Pink Bows and Pesky Ballots: Girlhood and Political Identity

Keaton Crouch | Feb 4, 2025

Gwen Stefani, under the band No Doubt, wrote “Just a Girl” in 1995 in response to society’s patriarchal expectations and attitudes. The song opens with “Take this pink ribbon off my eyes,” followed by “Oh, I’m just a girl, all pretty and petite / So don’t let me have any rights.” It quickly became a feminist anthem of the ‘90s and into the 2000s, but its legacy transformed in the 2020s. On TikTok, over 2.2 million videos have “Just a Girl” as the sound used in it, and thousands of these are antithetical to the song’s message. Many feature clips of young adult women lamenting about their inability to do certain tasks they leave to men–like car oil changes, budgeting, or building furniture–and chalking it up to being “just a girl” as if it’s an aspect of girlhood.

Girlhood has different definitions across academia and culture, but it’s widely understood to be the socialization of girls in society and its associated joys and struggles. But the concerning nature of this culture on TikTok puts girls and young women into a box; one that engenders personal shortcomings and demeans us as a whole. We aren’t “just” girls incapable of laborious tasks that men (“men” is often said, not “boys,” ironically) need to save us from; we’re women with our own autonomy to be celebrated and uplifted. This is all especially important in the wake of the recent presidential election, where there was an uptick of 4600% in misogynistic language online after November 5. It’s crucial then for our language to center around womanhood as one of strength and possibility—one that encourages young women to be political actors.

According to the Center for American Women and Politics, in the 119th Congress women make up 26% and roughly 28% of the Senate and House, respectively.
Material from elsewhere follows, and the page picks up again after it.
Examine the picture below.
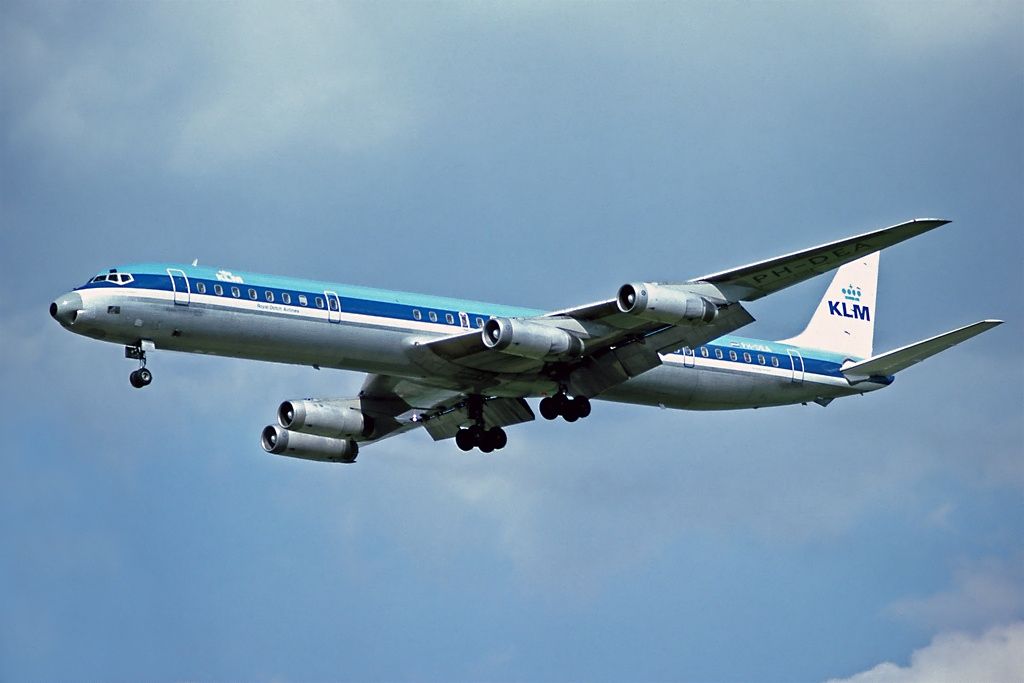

Of the 151 women serving in Congress total, only 60 identify as non-white. This troubling breakdown represents the political culture that girls and young women are raised in—one that discourages our participation. Professor Jennifer Lawless at the University of Virginia and prior Women & Politics Institute director, found that men were almost twice as likely as women to consider themselves “very qualified” to run for office, with the reverse being true for women considering themselves “not at all qualified.” Dr. Lawless also found that almost 9 out of 10 women think they face “more scrutiny and challenges than men” in political spaces. Further, the Pew Research Center found that when it comes to electing women into office, over half of Americans view women having to prove themselves more than men as a major reason for our political obstacles. Girlhood rhetoric should give greater weight to its linguistic implications as it does not exist in a vacuum.

The path forward is not one that shames women for celebrating girlhood but does so without minimizing it to a child-like sense of self navigating our lives. We need to champion the strength, resilience and potential of every girl. Our ballots can have pink bows without associating girlhood as one marked with helplessness.